While there is broad consensus that Act 250 is overkill for trails, there remain many stakeholders who are unwilling to simply exempt trails without an alternative oversight program in place. The development of such an alternative has been attempted as recently as 2020/21, the failure of which provided clear lessons as to what ground work needs to be done first. Specifically, the greater outdoor recreation and environmental protection community needs to align on a landscape-level understanding of where trails should and should not go, and trail stewardship organizations need to better codify and communicate the best management practices (BMPs) we already employ at the project level.
On the Current Use front, any additions to the program have serious budget implications, which the legislature is very apprehensive to consider. And any modifications within the program that aim to neutralize budget impacts could impact existing participants who already manage, farm, or conserve their land. In short, Current Use is a very difficult program to modify without a clear understanding of financial implications and broad support.
What is VMBA doing?
First and foremost, VMBA has long identified the importance of acting together with other Vermont trail stewardship organizations, and we now co-Chair the Vermont Trails & Greenways Council (VTGC), the official statewide collective of trail-related organizations and official advisory body to the Vermont Agency of Natural Resources. Much of VMBA’s advocacy work is done through and in support of the VTGC, which extends our footprint to more than 50,000 individual members, 100,000+ annual volunteer hours, and 7,750+ miles of trails.

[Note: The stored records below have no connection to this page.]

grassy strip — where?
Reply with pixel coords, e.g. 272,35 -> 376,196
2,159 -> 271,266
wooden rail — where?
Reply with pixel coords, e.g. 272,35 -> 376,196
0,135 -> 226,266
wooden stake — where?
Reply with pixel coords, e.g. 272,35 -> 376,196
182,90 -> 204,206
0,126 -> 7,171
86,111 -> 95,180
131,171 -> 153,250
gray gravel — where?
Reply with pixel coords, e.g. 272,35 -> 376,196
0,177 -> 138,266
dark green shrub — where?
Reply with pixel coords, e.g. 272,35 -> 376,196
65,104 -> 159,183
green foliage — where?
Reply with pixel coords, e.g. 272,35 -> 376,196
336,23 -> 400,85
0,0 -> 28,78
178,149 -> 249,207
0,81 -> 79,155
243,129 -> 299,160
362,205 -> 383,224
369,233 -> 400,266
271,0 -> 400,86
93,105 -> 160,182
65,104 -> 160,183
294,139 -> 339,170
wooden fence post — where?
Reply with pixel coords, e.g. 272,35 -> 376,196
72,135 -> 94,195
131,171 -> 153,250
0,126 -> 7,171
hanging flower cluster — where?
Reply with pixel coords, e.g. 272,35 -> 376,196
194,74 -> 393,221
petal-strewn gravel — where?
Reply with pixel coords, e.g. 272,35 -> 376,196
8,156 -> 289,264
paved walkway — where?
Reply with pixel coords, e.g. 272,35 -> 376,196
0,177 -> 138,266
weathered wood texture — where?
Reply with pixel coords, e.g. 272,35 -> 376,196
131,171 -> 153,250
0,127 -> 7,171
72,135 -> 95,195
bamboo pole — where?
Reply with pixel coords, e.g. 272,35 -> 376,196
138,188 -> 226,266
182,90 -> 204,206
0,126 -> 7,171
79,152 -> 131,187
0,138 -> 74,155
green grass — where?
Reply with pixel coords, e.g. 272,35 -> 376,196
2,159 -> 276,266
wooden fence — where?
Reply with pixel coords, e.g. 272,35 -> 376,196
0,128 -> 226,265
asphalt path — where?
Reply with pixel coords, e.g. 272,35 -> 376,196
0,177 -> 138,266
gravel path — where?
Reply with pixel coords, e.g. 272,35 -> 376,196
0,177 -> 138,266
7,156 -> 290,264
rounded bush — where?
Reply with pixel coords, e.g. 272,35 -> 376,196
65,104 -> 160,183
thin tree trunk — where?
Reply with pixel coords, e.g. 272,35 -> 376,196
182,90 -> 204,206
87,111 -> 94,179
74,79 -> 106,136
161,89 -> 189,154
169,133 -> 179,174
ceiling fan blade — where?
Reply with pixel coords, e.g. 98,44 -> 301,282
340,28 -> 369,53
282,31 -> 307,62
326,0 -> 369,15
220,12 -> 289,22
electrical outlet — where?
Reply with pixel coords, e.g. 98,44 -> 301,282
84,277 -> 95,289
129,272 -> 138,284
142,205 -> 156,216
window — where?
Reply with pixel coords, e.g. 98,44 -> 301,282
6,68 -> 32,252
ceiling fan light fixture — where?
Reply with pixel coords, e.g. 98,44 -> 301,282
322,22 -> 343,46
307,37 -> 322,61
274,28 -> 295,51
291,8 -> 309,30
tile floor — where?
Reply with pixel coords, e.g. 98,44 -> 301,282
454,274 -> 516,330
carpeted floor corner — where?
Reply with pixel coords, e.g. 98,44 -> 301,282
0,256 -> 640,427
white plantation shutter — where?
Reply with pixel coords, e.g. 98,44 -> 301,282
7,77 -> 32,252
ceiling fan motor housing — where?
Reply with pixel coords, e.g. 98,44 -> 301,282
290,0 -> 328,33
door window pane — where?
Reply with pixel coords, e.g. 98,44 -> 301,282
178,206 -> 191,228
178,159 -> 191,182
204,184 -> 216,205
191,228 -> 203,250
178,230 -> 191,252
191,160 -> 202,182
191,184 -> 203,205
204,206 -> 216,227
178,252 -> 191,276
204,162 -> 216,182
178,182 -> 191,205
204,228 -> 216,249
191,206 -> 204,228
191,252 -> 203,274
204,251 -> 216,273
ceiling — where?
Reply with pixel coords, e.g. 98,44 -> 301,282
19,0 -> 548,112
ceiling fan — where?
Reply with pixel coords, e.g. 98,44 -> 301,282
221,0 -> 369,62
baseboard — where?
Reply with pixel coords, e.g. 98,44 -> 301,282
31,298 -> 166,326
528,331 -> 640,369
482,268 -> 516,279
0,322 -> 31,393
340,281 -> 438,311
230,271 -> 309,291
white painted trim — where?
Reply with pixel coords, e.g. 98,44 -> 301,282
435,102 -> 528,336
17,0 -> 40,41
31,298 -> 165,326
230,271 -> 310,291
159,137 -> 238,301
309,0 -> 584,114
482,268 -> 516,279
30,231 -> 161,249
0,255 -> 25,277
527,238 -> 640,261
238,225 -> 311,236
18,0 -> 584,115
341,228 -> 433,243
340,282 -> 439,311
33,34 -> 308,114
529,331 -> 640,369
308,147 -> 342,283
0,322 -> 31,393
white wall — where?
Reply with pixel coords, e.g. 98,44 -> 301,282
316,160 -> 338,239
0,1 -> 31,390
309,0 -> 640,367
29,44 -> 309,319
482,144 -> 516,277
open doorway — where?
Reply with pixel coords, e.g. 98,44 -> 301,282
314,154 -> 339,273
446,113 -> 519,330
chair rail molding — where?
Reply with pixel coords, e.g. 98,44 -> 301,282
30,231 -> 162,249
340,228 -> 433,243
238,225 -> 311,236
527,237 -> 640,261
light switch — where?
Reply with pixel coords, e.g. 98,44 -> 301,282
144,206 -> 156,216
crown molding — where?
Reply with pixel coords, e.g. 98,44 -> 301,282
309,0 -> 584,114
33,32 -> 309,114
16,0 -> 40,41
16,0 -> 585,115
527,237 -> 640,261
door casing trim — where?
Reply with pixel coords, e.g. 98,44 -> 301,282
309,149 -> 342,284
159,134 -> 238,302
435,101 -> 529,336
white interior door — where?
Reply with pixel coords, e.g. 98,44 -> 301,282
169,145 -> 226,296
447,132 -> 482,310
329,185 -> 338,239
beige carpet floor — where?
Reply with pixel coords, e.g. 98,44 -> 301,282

Second, we are actively strengthening our alliance with organizations that prioritize environmental protection, many of whom nonetheless steward or host recreational trails themselves. Much work has already been done in understanding the perceived gaps that exist in our current BMPs, and our focus is on collaboratively developing a landscape-level approach that would allow us to more easily pursue new trails in areas that are most favorable to outdoor recreation and avoid even proposing projects in areas that did not make sense due to environmental sensitivity.
Overall, we are employing a ‘small steps’ approach over one which attempts ‘giant leaps’. Simply extracting trails from Act 250 isn’t tenable for many stakeholders, creating a gap that’s too big to cross from where we are today. Our current work to codify BMPs and develop more useful resources for the broader trails community to follow them will lay the groundwork for what an alternative program should look like. Working with the greater outdoor community to build a landscape-level view for trails will similarly help establish guidance that incentivizes us to think big while minimizing impacts on particularly sensitive natural communities. We are planning to conduct an economic impact study, too, which will quantify the benefits trails bring so that we can more accurately weigh these against their impacts – critical information to balance the costs of a future modification to the Current Use program.
What can you do?
VMBA’s member base of nearly 10,000 individuals affords us significant weight in the statehouse and with our partners. Engaging friends, neighbors, and anyone who appreciates the trails to become a VMBA member will continue to build that strength.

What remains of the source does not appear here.